"Now you are here, Richard," said his Lordship, with his accustomed bluntness, "and your sea-captain has relieved your Quixotic conscience, what the deuce do you intend to do?
"Win a thousand pounds every night at Brooks's, or improve your time and do your duty, and get Miss Manners out of his Grace's clutches? I'll warrant something will come of that matter this morning."

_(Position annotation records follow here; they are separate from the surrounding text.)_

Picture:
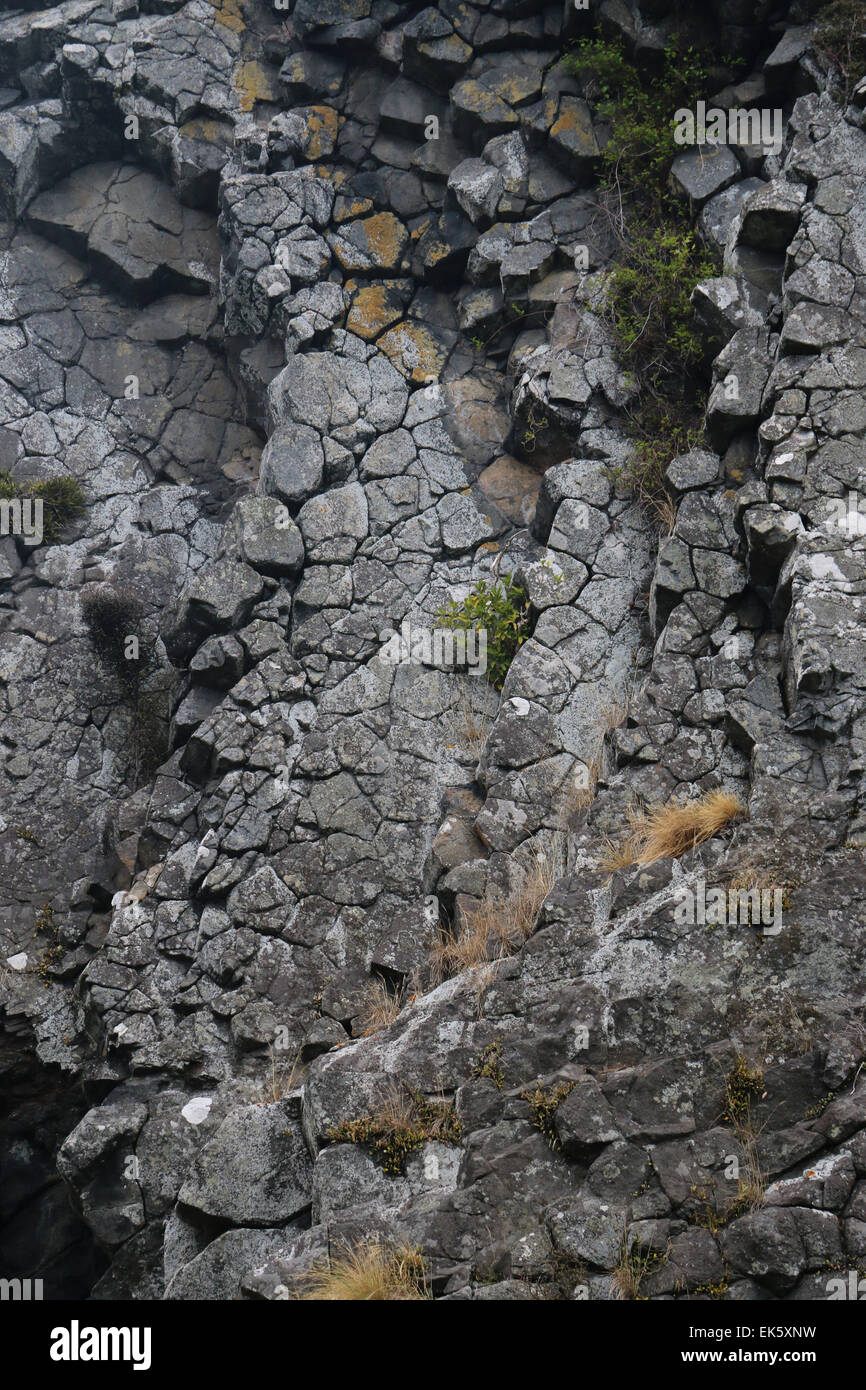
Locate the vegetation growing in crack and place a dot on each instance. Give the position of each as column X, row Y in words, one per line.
column 633, row 1266
column 401, row 1125
column 659, row 259
column 544, row 1102
column 61, row 499
column 840, row 36
column 369, row 1272
column 670, row 831
column 501, row 923
column 488, row 1064
column 498, row 609
column 114, row 620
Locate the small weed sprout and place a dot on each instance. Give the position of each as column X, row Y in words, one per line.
column 401, row 1123
column 498, row 608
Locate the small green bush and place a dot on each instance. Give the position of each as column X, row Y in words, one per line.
column 63, row 499
column 840, row 35
column 638, row 107
column 488, row 1064
column 649, row 302
column 499, row 609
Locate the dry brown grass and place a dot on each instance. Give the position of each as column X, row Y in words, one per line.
column 382, row 1007
column 580, row 792
column 281, row 1080
column 499, row 925
column 369, row 1273
column 672, row 830
column 665, row 510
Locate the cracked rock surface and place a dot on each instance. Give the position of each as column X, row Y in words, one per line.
column 313, row 312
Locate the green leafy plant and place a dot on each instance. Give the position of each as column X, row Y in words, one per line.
column 501, row 610
column 114, row 620
column 840, row 35
column 61, row 501
column 488, row 1064
column 544, row 1105
column 402, row 1123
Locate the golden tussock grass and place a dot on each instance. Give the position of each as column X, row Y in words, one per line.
column 381, row 1008
column 369, row 1273
column 669, row 831
column 499, row 925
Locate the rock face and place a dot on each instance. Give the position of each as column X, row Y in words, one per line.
column 314, row 317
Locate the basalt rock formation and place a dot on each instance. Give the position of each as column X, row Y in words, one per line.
column 310, row 303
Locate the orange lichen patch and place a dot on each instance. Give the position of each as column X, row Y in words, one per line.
column 373, row 310
column 228, row 14
column 414, row 352
column 255, row 82
column 373, row 243
column 435, row 252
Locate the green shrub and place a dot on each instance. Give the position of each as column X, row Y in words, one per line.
column 61, row 501
column 544, row 1105
column 488, row 1064
column 501, row 610
column 659, row 259
column 742, row 1084
column 840, row 35
column 652, row 314
column 638, row 107
column 402, row 1123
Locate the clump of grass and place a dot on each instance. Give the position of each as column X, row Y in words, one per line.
column 672, row 830
column 501, row 923
column 281, row 1080
column 488, row 1064
column 114, row 622
column 402, row 1123
column 544, row 1105
column 501, row 610
column 381, row 1008
column 369, row 1273
column 63, row 501
column 633, row 1268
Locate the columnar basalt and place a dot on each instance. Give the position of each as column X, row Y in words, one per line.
column 313, row 306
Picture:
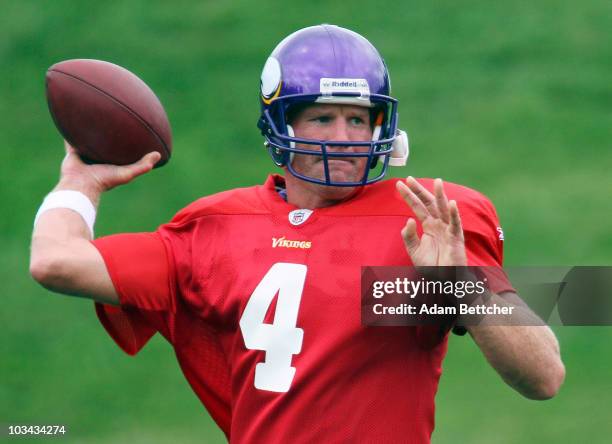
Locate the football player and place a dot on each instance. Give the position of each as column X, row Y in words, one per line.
column 257, row 289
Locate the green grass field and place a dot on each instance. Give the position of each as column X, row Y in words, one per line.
column 513, row 99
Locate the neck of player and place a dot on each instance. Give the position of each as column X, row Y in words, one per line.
column 308, row 195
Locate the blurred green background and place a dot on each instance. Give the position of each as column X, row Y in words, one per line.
column 511, row 98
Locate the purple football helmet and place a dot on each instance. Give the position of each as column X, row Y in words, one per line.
column 328, row 64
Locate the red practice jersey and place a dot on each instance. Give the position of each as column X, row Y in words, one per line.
column 262, row 306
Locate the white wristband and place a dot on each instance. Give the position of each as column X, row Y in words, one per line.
column 72, row 200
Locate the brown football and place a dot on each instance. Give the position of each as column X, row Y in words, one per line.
column 107, row 113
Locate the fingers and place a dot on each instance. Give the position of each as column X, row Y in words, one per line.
column 148, row 161
column 69, row 148
column 441, row 200
column 424, row 195
column 412, row 200
column 410, row 236
column 455, row 220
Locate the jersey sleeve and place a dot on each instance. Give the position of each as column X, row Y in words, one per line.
column 142, row 270
column 484, row 244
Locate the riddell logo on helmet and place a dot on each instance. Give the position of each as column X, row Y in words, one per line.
column 336, row 84
column 331, row 86
column 281, row 242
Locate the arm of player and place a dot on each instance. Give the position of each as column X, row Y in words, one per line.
column 526, row 357
column 62, row 257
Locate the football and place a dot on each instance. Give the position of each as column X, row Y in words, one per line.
column 107, row 113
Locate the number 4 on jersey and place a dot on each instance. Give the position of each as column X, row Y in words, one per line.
column 281, row 339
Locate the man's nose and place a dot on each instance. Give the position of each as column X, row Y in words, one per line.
column 341, row 132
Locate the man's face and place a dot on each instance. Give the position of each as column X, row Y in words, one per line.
column 333, row 122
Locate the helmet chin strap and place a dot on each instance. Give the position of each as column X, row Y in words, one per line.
column 401, row 149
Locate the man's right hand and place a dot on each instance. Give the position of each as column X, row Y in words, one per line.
column 63, row 259
column 93, row 180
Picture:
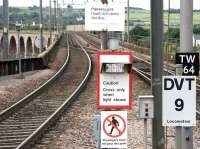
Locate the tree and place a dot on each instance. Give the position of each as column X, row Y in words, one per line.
column 138, row 33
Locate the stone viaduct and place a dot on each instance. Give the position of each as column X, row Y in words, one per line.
column 27, row 44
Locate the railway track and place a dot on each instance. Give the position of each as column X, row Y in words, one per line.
column 142, row 67
column 26, row 121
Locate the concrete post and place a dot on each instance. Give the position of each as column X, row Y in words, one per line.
column 157, row 71
column 41, row 27
column 55, row 21
column 128, row 17
column 5, row 30
column 50, row 22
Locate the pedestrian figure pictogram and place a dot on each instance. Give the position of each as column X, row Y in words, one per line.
column 114, row 124
column 114, row 129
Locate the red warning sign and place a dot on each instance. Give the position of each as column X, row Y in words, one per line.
column 114, row 129
column 114, row 121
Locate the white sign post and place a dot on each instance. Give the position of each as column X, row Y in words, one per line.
column 114, row 80
column 179, row 101
column 114, row 129
column 103, row 17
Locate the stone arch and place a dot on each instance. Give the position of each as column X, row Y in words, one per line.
column 22, row 47
column 37, row 50
column 13, row 47
column 29, row 47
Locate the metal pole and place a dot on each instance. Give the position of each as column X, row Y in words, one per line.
column 145, row 133
column 184, row 135
column 157, row 71
column 55, row 21
column 41, row 27
column 113, row 42
column 57, row 18
column 19, row 53
column 128, row 23
column 50, row 22
column 104, row 40
column 5, row 30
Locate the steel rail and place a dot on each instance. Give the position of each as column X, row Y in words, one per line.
column 38, row 132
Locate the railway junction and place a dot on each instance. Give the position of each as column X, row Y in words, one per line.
column 67, row 89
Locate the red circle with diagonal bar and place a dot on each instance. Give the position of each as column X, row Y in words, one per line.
column 110, row 121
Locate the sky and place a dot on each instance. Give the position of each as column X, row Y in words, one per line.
column 135, row 3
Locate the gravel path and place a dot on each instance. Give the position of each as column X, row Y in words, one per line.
column 75, row 128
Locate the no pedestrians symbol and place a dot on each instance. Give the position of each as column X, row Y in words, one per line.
column 114, row 129
column 114, row 126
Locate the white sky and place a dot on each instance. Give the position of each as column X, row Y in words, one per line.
column 135, row 3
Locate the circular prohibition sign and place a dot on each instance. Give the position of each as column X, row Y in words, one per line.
column 110, row 121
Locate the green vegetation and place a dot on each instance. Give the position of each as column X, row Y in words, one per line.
column 30, row 15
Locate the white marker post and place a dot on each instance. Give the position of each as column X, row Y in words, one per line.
column 184, row 136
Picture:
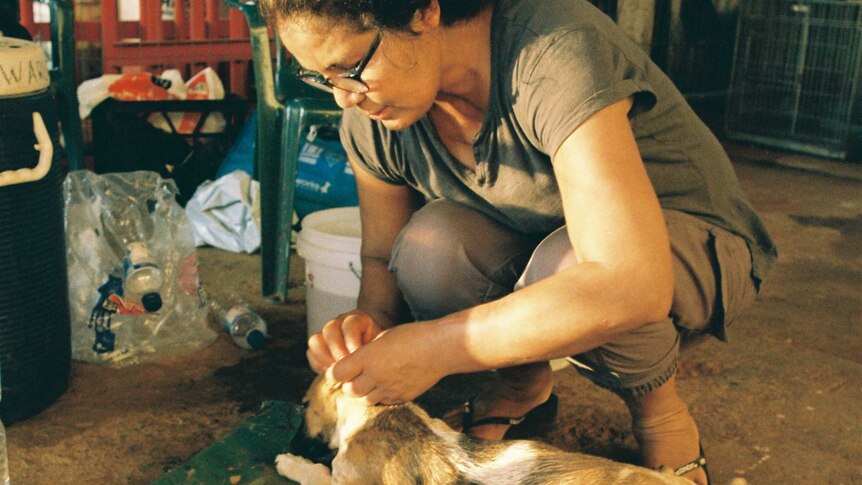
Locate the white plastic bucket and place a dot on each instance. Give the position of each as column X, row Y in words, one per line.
column 329, row 243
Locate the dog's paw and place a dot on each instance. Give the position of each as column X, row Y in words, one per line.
column 300, row 470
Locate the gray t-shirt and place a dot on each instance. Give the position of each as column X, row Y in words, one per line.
column 555, row 63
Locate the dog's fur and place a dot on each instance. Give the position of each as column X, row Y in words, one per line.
column 402, row 444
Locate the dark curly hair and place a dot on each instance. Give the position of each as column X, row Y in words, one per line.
column 393, row 15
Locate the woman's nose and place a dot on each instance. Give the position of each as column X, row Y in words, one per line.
column 347, row 99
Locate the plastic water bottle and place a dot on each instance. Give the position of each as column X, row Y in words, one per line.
column 245, row 327
column 143, row 276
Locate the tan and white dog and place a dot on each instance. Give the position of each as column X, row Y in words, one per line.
column 401, row 444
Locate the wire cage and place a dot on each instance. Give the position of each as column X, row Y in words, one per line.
column 796, row 76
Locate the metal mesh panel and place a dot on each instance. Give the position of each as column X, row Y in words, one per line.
column 796, row 74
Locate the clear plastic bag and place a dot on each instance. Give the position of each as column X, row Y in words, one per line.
column 105, row 214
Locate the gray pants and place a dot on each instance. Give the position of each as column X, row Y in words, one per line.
column 450, row 257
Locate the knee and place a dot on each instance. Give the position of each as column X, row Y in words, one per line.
column 442, row 260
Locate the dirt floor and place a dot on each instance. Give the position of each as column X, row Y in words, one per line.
column 780, row 403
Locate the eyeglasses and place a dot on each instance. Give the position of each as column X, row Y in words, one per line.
column 348, row 81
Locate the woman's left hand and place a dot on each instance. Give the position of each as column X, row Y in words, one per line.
column 393, row 368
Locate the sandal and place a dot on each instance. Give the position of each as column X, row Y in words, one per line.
column 699, row 462
column 537, row 420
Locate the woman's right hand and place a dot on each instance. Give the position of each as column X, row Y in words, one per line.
column 340, row 337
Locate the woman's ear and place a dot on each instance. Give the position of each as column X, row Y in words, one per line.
column 426, row 19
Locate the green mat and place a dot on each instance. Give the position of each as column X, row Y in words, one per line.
column 247, row 454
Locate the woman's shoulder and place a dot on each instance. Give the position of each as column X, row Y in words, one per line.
column 550, row 18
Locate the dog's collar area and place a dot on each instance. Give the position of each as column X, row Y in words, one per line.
column 699, row 462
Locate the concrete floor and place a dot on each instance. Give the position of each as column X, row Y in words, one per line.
column 779, row 403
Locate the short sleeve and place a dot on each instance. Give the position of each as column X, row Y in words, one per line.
column 578, row 73
column 372, row 147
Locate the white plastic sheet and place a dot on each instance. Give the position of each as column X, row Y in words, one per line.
column 225, row 213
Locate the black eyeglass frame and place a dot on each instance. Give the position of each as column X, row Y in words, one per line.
column 355, row 84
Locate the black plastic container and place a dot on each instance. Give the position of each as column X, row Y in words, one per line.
column 35, row 342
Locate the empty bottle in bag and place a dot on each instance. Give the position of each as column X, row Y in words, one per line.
column 143, row 276
column 245, row 327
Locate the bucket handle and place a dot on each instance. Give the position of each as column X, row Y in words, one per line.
column 46, row 154
column 353, row 270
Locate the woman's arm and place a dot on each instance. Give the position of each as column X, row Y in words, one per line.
column 384, row 210
column 623, row 279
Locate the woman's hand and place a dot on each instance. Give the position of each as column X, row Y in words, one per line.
column 396, row 367
column 339, row 338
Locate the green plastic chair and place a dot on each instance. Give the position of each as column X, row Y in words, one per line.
column 63, row 79
column 286, row 107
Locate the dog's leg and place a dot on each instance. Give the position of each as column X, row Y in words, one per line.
column 301, row 470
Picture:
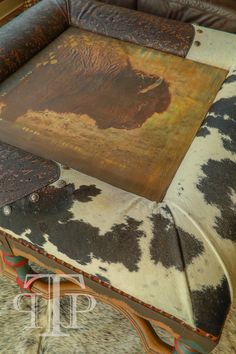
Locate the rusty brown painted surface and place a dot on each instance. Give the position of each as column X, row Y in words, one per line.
column 111, row 109
column 133, row 26
column 22, row 173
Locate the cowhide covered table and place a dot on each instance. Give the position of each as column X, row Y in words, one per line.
column 118, row 162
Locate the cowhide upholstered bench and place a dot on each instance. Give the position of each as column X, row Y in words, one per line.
column 118, row 162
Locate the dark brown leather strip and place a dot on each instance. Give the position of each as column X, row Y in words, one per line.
column 132, row 26
column 22, row 173
column 29, row 33
column 218, row 14
column 131, row 4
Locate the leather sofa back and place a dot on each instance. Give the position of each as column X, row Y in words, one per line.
column 218, row 14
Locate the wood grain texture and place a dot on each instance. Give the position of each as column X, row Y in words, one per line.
column 116, row 111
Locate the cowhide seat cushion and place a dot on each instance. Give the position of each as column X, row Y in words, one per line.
column 167, row 243
column 177, row 256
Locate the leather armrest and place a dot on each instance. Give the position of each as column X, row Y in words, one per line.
column 217, row 14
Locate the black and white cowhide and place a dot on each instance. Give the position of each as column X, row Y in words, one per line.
column 178, row 255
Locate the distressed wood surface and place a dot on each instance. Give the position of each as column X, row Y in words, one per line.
column 111, row 109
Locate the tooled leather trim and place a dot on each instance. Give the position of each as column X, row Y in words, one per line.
column 29, row 33
column 132, row 26
column 22, row 173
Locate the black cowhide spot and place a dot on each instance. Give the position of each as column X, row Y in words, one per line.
column 210, row 307
column 77, row 239
column 218, row 185
column 171, row 246
column 223, row 117
column 203, row 132
column 106, row 280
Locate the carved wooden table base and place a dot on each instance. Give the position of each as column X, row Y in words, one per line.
column 16, row 268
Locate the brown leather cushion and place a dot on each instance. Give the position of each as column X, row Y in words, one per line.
column 218, row 14
column 131, row 4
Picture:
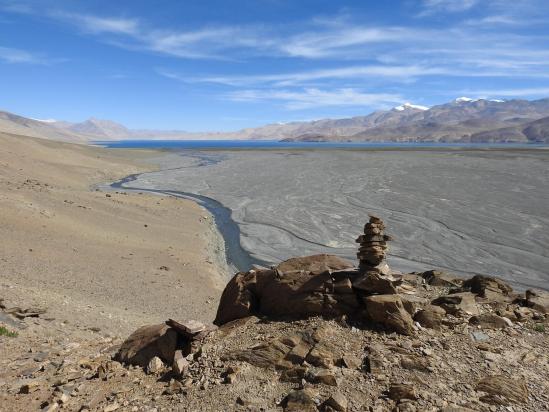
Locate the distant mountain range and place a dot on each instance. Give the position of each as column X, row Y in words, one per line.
column 462, row 120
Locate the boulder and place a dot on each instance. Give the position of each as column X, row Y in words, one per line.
column 321, row 375
column 485, row 285
column 300, row 295
column 439, row 278
column 320, row 356
column 502, row 390
column 155, row 365
column 337, row 402
column 430, row 317
column 373, row 283
column 238, row 300
column 413, row 303
column 300, row 400
column 389, row 311
column 267, row 355
column 315, row 263
column 537, row 300
column 458, row 303
column 180, row 364
column 298, row 288
column 399, row 391
column 146, row 343
column 489, row 321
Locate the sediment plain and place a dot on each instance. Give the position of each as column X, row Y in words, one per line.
column 466, row 211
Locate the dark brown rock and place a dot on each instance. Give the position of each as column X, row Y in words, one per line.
column 389, row 311
column 299, row 401
column 430, row 317
column 439, row 278
column 502, row 390
column 413, row 303
column 321, row 375
column 146, row 343
column 488, row 321
column 481, row 284
column 537, row 300
column 458, row 303
column 337, row 402
column 399, row 391
column 267, row 355
column 320, row 356
column 314, row 263
column 238, row 300
column 372, row 282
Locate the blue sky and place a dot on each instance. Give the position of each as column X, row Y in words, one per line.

"I hope so," I said shortly.
Comyn looked at me sharply.
"Would you fight him?" he asked.
"If he gave me the chance."
His Lordship whistled. "Egad, then," said he, "I shall want to be there to see. In spite of his pudding-bag shape he handles the sword as well as any man in England. I have crossed with him at Angelo's. And he has a devilish tricky record, Richard."
I said nothing to that.
"Hope you do—kill him," Comyn continued. "He deserves it richly. But that will be a cursed unpleasant way of settling the business, —unpleasant for you, unpleasant for her, and cursed unpleasant for him, too, I suppose. Can't you think of any other way of getting her? Ask Charles to give you a plan of campaign. You haven't any sense, and neither have I."
"Hang you, Jack, I have no hopes of getting her," I replied, for I was out of humour with myself that day. "In spite of what you say, I know she doesn't care a brass farthing to marry me. So let's drop that."